Cells were transfected with Cx43-GFP, and 14 hours later dynamin function was inhibited by treating cells with 10 µM GTPγS (Sigma, 10 mM stock in water, for 5 hours), or with 40 µM dynasore 14 hrs post transfection and again with 20 µM dynasore 17hrs post transfection (Tocris Bioscience, Ellisville, MO, 20 mM stock in DMSO, for a total of 5 hrs). Additionally, cells were cotransfected with Cx43-mApple, and GFP-tagged dominant negative Dynamin2-K44A mutant. Number and size of GJs and GJ vesicles (AGJs) was evaluated 19 hours after transfections as described for the KD assays.

2.6. Statistical analyses

AGJs and GJs were counted on images taken of KD, drug treated and control cells in at least 3 independent experiments each. Only clearly defined GJs (a line of fluorescent puncta, or elongated plaques located between cell pairs), and AGJs (bright fluorescent spherical structures located in the cytoplasm ≥0.5 µm in diameter, see ref. [5]) were considered. Statistical analyses were performed using Microsoft Excel’s analysis of variance (ANOVA) “Single Factor and Descriptive Statistics” functions of the data analysis package. For statistical analyses, the total number of AGJ vesicles was divided by the number of cell pairs that were positive for Cx43-GFP/-mApple expression and clearly coupled by GJs. Similarly, the total number and length of GJ plaques was determined and divided by the number of cell pairs. In all analyses, a p-value ≤0.05 was considered statistically significant.

3. Results

3.1. Depletion of clathrin significantly reduces GJ internalization

Using live-cell imaging, our lab and others have shown previously that cells internalize entire GJ plaques and plaque portions in a highly regulated process, with one cell of a pair preferentially budding GJs outward, and the other cell preferentially internalizing the double-membrane spanning GJ plaques [5, 12]. We further found that internalizing GJs specifically colocalized with clathrin, the alternative clathrin adaptor Dab2, dynamin2, myosin-VI, and actin filaments, using both, monoclonal and polyclonal antibodies. Additionally, we found that cultivating Cx43-GFP transfected HeLa cells in hypertonic medium, a treatment described to prevent clathrin and adapter proteins from interacting [15], or depleting cells of clathrin using CHC RNAi significantly reduced GJ internalization by 56 and 55%, respectively [5]. Together, these investigations suggested a critical role for clathrin in the internalization of Cx43-based GJs. However, since clathrin is a major component of cellular metabolism, depletion of this protein could have reduced unspecifically Cx biosynthesis and trafficking, and thus GJ formation. If clathrin mediates the internalization of GJs, then clathrin depletion should correlate with a reduction of AGJ vesicles and a concomitant increase in GJ plaque size and/or number. To test this, we repeated RNAi-mediated CHC KD experiments in HeLa cells. Significant CHC depletion (>90%) at 72 hours post- RNA-oligo transfection was confirmed by Western blot analyses (Fig. 1A). In addition, immunofluorescence and fluorescence intensity analyses revealed significantly reduced CHC staining (Fig. 1B, C), and functional studies showed an almost complete inhibition of transferrin (Trfn) uptake (Fig. 1D, E), indicating efficient CHC depletion and CME inhibition.
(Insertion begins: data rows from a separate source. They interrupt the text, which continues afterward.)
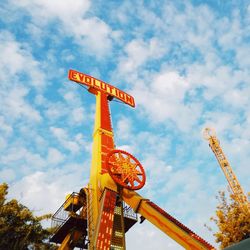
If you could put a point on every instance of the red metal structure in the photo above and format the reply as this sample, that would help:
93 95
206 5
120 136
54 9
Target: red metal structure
107 207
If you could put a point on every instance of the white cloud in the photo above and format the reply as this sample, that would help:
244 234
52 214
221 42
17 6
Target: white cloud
15 104
54 156
74 23
7 175
63 137
16 59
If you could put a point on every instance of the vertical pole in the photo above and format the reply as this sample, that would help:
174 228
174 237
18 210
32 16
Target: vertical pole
103 142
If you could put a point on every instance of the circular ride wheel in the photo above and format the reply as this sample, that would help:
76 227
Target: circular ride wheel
125 169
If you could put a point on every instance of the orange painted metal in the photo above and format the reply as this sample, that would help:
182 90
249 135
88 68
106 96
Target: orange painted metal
104 233
181 226
125 169
101 86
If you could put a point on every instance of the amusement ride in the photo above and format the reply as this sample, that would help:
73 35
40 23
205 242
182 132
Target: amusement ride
99 215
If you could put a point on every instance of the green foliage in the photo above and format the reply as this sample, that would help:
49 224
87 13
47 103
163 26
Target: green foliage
19 228
232 220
Fig. 1 — **(A)** Over 90% of respective protein levels were depleted when assayed 72 h post oligo transfection by Western blot analyses. Equal gel loading was verified by β-tubulin (β-Tub) staining. **(B)** Efficient protein depletion verified by immunofluorescence staining (images were captured at identical parameters). Boxed areas are shown enlarged on the right. **(C)** Blots of fluorescence intensity measured along respective lines (shown in the images in B). **(D)** Inhibition of CME monitored by fluorescence labeled transferrin (Trfn) uptake. **(E)** Blots of fluorescence Trfn intensity measured along respective lines (shown in the images in D).

CHC-depleted or control treated HeLa cells were transiently transfected with Cx43-GFP cDNA 48 hours post-RNAi transfection. In HeLa cells (that do not express endogenous Cxs), GJ plaques form only between transfected groups of cells (Fig. 2A, arrows). Cells were allowed to make and internalize GJ plaques for an additional 24 hours before fixation. Fields with clearly defined GJ plaques between cells were imaged (Fig. 2A, arrows), and AGJ and GJ plaque number and size were quantified (see Materials and Methods, Figure 2B–C). As in our previous study [5], we observed a significant reduction in the number of GJ vesicles that were internalized under CHC KD conditions (50% compared to control cells; Fig. 2B, C). In addition, we found a significant increase in the size and number of PM GJs (97% and 30% increase compared to control cells, Fig. 2B, C). Together, a decrease in internalized GJ vesicles, and a concomitant increase in GJ plaque size and number strongly suggests that GJ internalization is a clathrin-mediated process.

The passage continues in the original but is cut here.